2. For stability to your portfolio, hold some stablecoins. The best thing about stablecoins is it helps in the easy lock-in and exit of a position.
3. Keeping the volatility of the crypto market in mind, rebalance your portfolio depending on the current situation.
4. To avoid overweighting any particular area, allocate gained money to other coins. E.g. if you recently earned a significant amount from one coin, that will attract you more and more. Avoid greed and place your money in other places.
5. Do as much research as possible. Cryptocurrency Scams are common these days. So stay away from advice from youtube and online influencers.
6. Always know your risk appetite. Invest only the amount you can lose. If your portfolio gives you a constant headache, it’s not balanced.
Final Thoughts
Balancing a crypto portfolio is different from balancing a traditional portfolio.

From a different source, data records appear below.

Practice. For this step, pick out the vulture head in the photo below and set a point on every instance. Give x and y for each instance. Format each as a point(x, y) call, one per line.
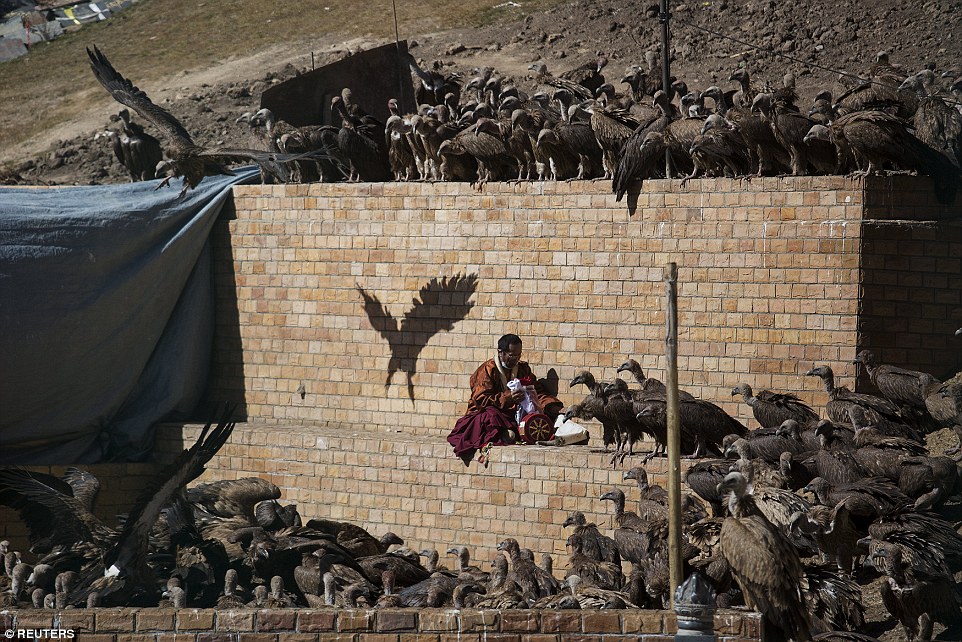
point(821, 371)
point(788, 428)
point(648, 411)
point(734, 483)
point(742, 389)
point(762, 104)
point(584, 377)
point(717, 121)
point(818, 132)
point(640, 475)
point(539, 68)
point(739, 76)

The diversification is subject to your investment strategy. So you can reduce the risk by investing in various cryptocurrencies. Third-party portfolio trackers like CoinMarketCap, Delta, and CoinGecko are preferred to maintain a perfect balance among your crypto assets. A third-party portfolio tracker helps you build a crypto portfolio by rebalancing your asset allocation strategy. With all the above-discussed strategies, you can create a strong crypto portfolio.